Sen. Raphael Warnock has defeated GOP challenger Herschel Walker in Georgia's Senate runoff, giving Democrats a 51-seat majority next year and capping off an extraordinary defense of the chamber that saw every endangered incumbent win reelection.
Warnock, who won a special election runoff in early 2021 and has now earned a full six-year term, finished narrowly ahead of Walker in the November general election. But because neither reached the majority mark, they advanced to this week's one-on-one runoff, extending one of the most expensive and hard-fought campaigns in the country.

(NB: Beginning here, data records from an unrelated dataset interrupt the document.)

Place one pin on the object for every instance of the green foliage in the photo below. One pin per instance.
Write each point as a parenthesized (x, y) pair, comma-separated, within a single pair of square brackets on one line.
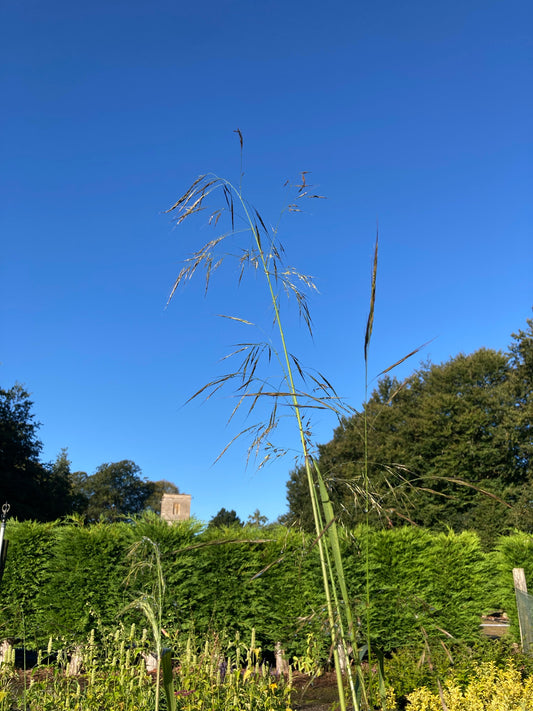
[(490, 688), (72, 577), (33, 490), (86, 577), (448, 447), (26, 575), (114, 490), (218, 675), (225, 518)]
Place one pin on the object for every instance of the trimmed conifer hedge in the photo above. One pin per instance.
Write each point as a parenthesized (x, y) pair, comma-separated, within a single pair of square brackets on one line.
[(64, 579)]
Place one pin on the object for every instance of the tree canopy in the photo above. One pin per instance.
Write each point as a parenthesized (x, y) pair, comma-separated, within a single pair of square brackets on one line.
[(448, 447), (225, 518), (113, 491), (33, 490)]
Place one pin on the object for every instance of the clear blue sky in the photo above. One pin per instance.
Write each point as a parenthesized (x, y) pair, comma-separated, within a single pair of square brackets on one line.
[(417, 114)]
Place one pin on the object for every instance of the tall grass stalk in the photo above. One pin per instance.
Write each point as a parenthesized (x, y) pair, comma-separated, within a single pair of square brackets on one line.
[(264, 255), (146, 568)]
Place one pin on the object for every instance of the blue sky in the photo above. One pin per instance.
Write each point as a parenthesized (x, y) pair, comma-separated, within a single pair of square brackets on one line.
[(414, 114)]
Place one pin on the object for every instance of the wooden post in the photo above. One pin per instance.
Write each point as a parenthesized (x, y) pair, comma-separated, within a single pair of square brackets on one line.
[(524, 613), (282, 665)]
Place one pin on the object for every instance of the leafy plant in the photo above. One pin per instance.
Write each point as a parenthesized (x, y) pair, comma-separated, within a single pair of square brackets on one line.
[(295, 389)]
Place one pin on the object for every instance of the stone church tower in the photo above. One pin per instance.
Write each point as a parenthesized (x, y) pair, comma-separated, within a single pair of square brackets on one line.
[(175, 507)]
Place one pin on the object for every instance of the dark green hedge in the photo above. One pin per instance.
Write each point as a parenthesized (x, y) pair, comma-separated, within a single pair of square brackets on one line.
[(63, 579)]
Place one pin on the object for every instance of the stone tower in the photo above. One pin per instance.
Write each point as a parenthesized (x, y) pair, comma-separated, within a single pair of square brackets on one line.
[(175, 507)]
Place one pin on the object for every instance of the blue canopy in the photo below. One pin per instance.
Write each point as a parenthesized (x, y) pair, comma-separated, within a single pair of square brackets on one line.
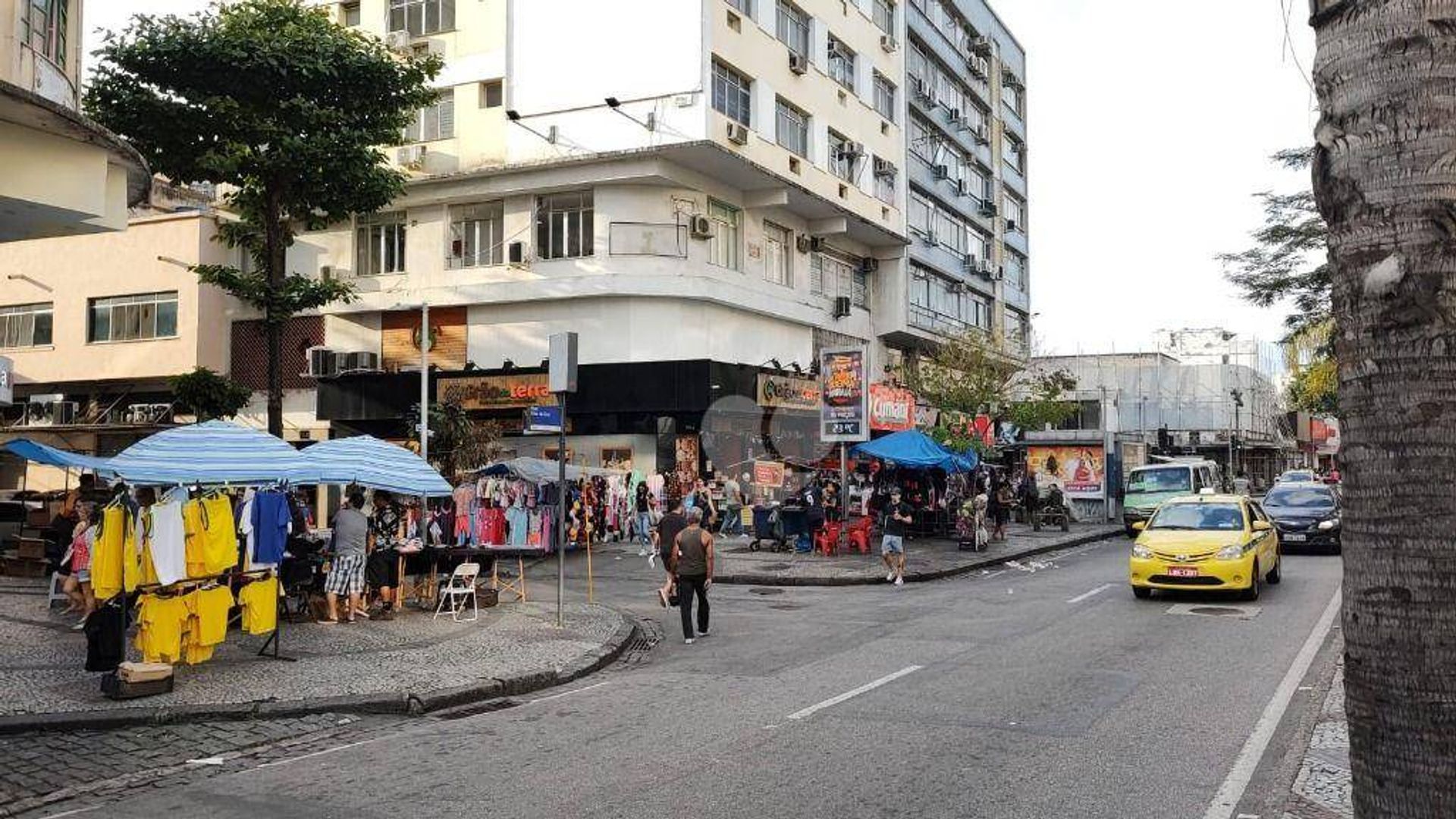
[(375, 464), (918, 450), (52, 457), (212, 452)]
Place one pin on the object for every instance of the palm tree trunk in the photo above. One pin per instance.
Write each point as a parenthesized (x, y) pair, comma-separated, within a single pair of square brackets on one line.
[(1385, 178)]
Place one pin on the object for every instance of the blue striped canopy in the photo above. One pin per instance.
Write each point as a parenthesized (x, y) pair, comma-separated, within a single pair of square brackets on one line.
[(375, 464), (212, 452)]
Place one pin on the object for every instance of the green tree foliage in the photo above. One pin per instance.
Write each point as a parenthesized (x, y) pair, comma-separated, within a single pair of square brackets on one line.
[(970, 375), (1288, 264), (209, 395), (287, 110)]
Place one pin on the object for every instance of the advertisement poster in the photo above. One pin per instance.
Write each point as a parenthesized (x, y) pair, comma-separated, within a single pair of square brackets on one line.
[(892, 409), (1081, 471), (845, 397)]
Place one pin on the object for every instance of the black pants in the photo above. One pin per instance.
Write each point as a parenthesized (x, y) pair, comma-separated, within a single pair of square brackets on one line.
[(686, 588)]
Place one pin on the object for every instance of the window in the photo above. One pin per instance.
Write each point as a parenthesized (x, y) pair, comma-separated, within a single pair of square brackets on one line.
[(421, 17), (794, 28), (492, 93), (840, 63), (731, 95), (723, 248), (433, 121), (884, 96), (131, 318), (476, 235), (27, 325), (564, 228), (884, 15), (44, 27), (379, 241), (777, 248), (794, 127)]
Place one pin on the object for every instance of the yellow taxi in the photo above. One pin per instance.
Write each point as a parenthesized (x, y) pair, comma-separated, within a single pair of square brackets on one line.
[(1207, 541)]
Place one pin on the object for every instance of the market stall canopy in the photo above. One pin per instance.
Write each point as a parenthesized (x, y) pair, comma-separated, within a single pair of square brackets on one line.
[(918, 450), (52, 457), (542, 471), (375, 464), (212, 452)]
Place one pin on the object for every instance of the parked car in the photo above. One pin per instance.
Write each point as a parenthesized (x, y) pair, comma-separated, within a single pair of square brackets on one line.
[(1305, 515)]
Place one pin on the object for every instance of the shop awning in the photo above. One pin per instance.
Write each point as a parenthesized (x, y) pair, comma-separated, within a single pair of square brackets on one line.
[(918, 450)]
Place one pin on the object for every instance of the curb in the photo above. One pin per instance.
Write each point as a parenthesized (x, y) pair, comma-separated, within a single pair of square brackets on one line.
[(383, 703), (918, 576)]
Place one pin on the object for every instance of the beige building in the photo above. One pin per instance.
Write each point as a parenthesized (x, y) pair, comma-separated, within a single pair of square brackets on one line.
[(63, 174)]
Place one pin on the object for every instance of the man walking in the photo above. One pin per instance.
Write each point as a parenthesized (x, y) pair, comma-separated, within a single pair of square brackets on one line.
[(893, 545), (693, 561)]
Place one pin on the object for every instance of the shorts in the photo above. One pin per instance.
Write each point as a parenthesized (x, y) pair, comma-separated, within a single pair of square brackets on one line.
[(346, 576), (383, 569)]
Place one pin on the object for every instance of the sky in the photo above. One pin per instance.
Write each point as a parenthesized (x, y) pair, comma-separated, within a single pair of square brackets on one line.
[(1149, 130)]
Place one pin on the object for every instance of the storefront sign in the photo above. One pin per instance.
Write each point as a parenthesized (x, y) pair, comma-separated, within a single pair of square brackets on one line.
[(788, 392), (1081, 471), (892, 409), (845, 400), (767, 474), (495, 392)]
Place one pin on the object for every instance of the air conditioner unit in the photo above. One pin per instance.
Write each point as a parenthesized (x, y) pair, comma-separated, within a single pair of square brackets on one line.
[(701, 226)]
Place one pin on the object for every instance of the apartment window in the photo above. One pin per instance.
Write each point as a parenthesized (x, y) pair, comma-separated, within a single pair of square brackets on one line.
[(794, 28), (723, 248), (379, 241), (564, 228), (476, 235), (421, 17), (433, 121), (777, 248), (840, 63), (792, 127), (731, 95), (884, 96), (131, 318), (27, 325), (492, 93), (44, 25), (884, 15)]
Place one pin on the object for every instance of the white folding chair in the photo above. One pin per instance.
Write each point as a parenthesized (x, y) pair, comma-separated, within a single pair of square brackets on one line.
[(457, 591)]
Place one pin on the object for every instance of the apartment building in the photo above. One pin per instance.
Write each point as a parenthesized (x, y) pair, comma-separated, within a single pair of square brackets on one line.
[(61, 172)]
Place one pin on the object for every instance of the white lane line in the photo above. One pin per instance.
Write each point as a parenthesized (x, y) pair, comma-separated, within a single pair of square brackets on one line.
[(832, 701), (1248, 761), (566, 692), (1085, 595), (319, 752)]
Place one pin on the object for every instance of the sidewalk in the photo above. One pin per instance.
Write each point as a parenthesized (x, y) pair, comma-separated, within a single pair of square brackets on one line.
[(410, 665), (927, 558)]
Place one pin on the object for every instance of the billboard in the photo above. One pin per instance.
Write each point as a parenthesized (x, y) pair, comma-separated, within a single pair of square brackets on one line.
[(843, 395), (1079, 469)]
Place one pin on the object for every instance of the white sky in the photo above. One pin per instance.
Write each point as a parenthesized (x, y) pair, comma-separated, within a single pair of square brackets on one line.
[(1149, 129)]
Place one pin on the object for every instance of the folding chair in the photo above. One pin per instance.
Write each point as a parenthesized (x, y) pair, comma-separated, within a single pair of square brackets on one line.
[(457, 589)]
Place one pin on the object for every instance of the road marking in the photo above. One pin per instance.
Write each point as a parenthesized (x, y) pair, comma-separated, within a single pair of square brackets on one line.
[(1248, 761), (832, 701), (1085, 595)]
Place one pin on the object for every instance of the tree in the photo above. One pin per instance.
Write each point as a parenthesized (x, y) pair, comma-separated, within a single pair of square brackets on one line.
[(210, 395), (281, 105), (970, 375), (1286, 264), (1382, 177)]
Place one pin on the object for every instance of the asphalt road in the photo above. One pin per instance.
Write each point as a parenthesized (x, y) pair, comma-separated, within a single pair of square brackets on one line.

Warnock's win means that Senate Democrats protected every seat they had on the ballot this year, while also flipping the open seat in Pennsylvania to expand their Senate majority by one despite a tough political environment and sagging approval ratings from President Joe Biden.
The results also mark another big defeat for former President Donald Trump's endorsed candidates — a sore spot for local Republicans around the country who say he saddled the party with unelectable candidates. Trump intervened in GOP primaries this year to boost three hopefuls in tossup Senate races: Walker, a former football star, as well as celebrity physician Mehmet Oz in Pennsylvania and investor Blake Masters in Arizona. All three lost, as did other Trump picks in swing House seats and gubernatorial battles.
Georgia Gov. Brian Kemp, meanwhile, easily won reelection in November after seeing off a Trump-backed primary challenger earlier this year, after Kemp refused to aid Trump's efforts to subvert the results of the 2020 election.